Enhanced oil recovery (EOR) which was industrialized particularly in the United States between 1973, the date of the first oil crisis, and 1986, the date of the oil price collapse to 10 dollars a barrel, was put back on the agenda at the beginning of the 2000s decade when the price of oil exceeded 40 dollars a barrel. With a current cost of 100 dollars a barrel, enhanced oil recovery with the use of water-soluble polymers, which permits an additional 10% to 20% increase of the yield of the reserves in place, has become a choice technique.
However, its use in large oilfields comes up against certain technical problems which are gradually being solved.
One of the device that has enabled this development is the PSU (Polymer Slicing Unit) described in patent EP 2 203 245. These types of water-soluble polymers are very difficult to disperse due to a bonding and agglomerating effect that gives gels or “fish eyes” that take a long time to dissolve. These gels cannot be injected into the formations without damage. The PSU enables both an excellent dispersion and a high dissolution concentration reducing the sizes of the dissolution tanks and high-pressure pumps which constitute a significant part of the investments needed.
The second problem is the mechanical degradation of the polymer. Customarily, on an oilfield, a single water injection pump supplies several wells. But due to the heterogeneity of the fields, the injection pressures are different from one well to the next. For this, a control or pressure-regulating valve known as a choke is installed at the wellheads. The polymer solution cannot pass through this choke without a degradation that is practically proportional to the pressure drop. Roughly, a pressure drop of 20 bar will degrade the viscosity by the order of 20%. A pressure drop of 50 bar will degrade the viscosity by the order of 50%. Obviously, these degradations are dependent on the type of polymer, on the viscosity, on the concentration of the dissolution brine composition and on the temperature. Only pilot tests make it possible to predict the amplitude of the degradation.
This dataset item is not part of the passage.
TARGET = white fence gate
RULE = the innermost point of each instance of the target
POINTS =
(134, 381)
In order to overcome this problem, various solutions have been used:                Customarily, the stock solution prepared at a concentration of 10 to 20 g/liter is pumped by a high-pressure triplex pump at the wellhead, after the choke, before a static mixer. This system requires numerous pumps (one per well) and numerous pipelines, which increases the cost of the installation.        Another solution is to create a solution at the final concentration (500 to 3000 ppm) and to inject it into each well by means of a linear pressure reducer as described in U.S. Pat. No. 8,607,869.        
This linear pressure reducer is modular and makes it possible, using 3 to 6 lengths of tubes separated by 4-way valves, to regulate the pressure with an accuracy of 1 to 5 bar, it being possible to carry this out manually or by means of a programmable controller. It is in the form of a housing where the stainless steel tube windings may be activated or deactivated in order to obtain the required pressure.
From a technical point of view, the flow of a polymer solution in a tube does not cause any degradation or causes very little degradation of the polymer up to a certain speed that is dependent on the diameter of the tube, on the viscosity, on the salinity of the solution and which can be determined experimentally.
The pressure drop changes as a function of the flow speed of the polymer solution in the tube, and as a function of the flow rate as shown in FIGS. 1 and 2. In other words, the polymer is degraded to a greater or lesser extent as a function of the flow speed as shown in FIG. 3.
Customarily, the degradation depends on the speed and on the diameter of the tube. It is considered that a pressure drop of 1 bar over 10 meters leads to an acceptable degradation. However, due to the composition of the brine, the type and concentration of the polymer, and the temperature, prior tests make it possible to optimize the diameter and the length of the tube constituting a linear choke.
In the case mentioned in FIGS. 1 to 3, and for a given diameter of 1 inch, in order for the pressure drop to be less than or equal to 1 bar over 10 meters, the flow speed should not exceed 7.5 m/s approximately, and the flow rate should not exceed 13 m3/h.
Customarily, standard chokes make it possible to control the pressure over a pressure drop range from 0 to 50 bar, which corresponds to the use of a linear pressure reducer of 500 meters approximately.
A linear pressure reducer as described in U.S. Pat. No. 8,607,869 functions very well when it is used at the surface since it is directly accessible for inspection and maintenance operations. The liquid, electric or hydraulic connections become extremely important when a high degree of reliability is required.
But this type of apparatus becomes very complex when it is desired to adapt it to subsea applications, in particular as regards the replacement of valves, of coils, of measurement apparatus, the inspection of the valve openings, the connections to the surface and the high maintenance, depending on the case, by divers or robots.
Extrapolated to a subsea installation, this type of apparatus leads to additional constraints inherent to its technology (control and measuring devices, confirmation of the openings of the valves, measurement of flow rate and pressure, modules that can be disconnected for maintenance, electrical housings, umbilicals, etc.).